Los dibujos -difícil balance, pero tal vez sí, fue mejor dibujante que pintor- ofrecen decenas de ejemplos de esta fuerza: el fondo furioso que hunde en una mancha negra nerviosísima el perfil semimortuorio de la hermana casi ciega María Luisa (el mismo que, grisáceo, duele entre los Madroños rojos) en un dibujo de 1900, no se empequeñece por intensidad frente a los más perturbadores y perturbados secesionistas vieneses; el trazo ondulado con el que (des)dibuja parientes, amigos y a sí mismo, en algunas ocasiones ya forman parte del lenguaje esencial e irónico de quien ha asumido cierta disgregación del sujeto, cimentada luego por las vanguardias, y la traduce con trazos más cercanos a la historieta que a la pericia ottocentesca. Nunca trágico y nunca cómico (ni siquiera cuando se retrata en travesti, en un baile, como si fuera Sarah Bernhardt, provocando el júbilo -eso quiere la anécdota- de la misma actriz francesa), elimina el tema clave de una época empapada, en el campo simbólico, de sensualismo y sexo: más allá de poquísimos y pudorosos desnudos, el erotismo explícito parece vedado de sus obras.

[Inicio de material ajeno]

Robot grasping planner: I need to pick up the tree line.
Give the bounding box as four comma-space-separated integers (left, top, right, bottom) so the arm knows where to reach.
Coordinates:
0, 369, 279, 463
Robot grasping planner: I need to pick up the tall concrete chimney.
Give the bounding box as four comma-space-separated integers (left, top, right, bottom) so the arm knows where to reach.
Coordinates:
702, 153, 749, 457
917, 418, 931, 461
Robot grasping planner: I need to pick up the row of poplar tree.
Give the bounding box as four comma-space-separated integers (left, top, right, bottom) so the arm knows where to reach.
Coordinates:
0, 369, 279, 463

Se mueve siempre sobre el filo de distintas posturas: aprende sobre todo de la lección plástica entre realista y damned de Francesco Paolo Michetti, amigo de D’Annunzio, quien le dedica la novela de la “decadencia del decadentismo” El placer (y casi todos los jóvenes que Sáez pinta en Roma podrían funcionar como retrato de Andrea Sperelli, el protagonista de ésta), pero le saca “narrativa”; él mismo un fashionista, reproduce a sus pares exquisitos, pero también a moros, campesinos y mujeres del pueblo; se esmera en detallar la más mínima expresión en los ojos de sus modelos y resuelve varios fondos con pinceladas aproximativas; se obsesiona por representar casi exclusivamente lo humano y luego pinta una extrañísima obra oblonga, que copia un biombo, y que es el primer cuadro abstracto uruguayo (y tal vez uno de los primeros tout court), desarrollado además -otra anécdota- con una técnica parapollockiana, vale decir soplando sobre las manchas de colores con el lienzo en el piso. En fin, Sáez, niño prodigio, realiza en menos de una década lo que la mayoría de los artistas no logran en medio siglo: mezcla de atrevimiento y retención, investigación y efectismo, novelería y verdadero adelanto, sostenida por una habilidad técnica inaudita. Irresistible.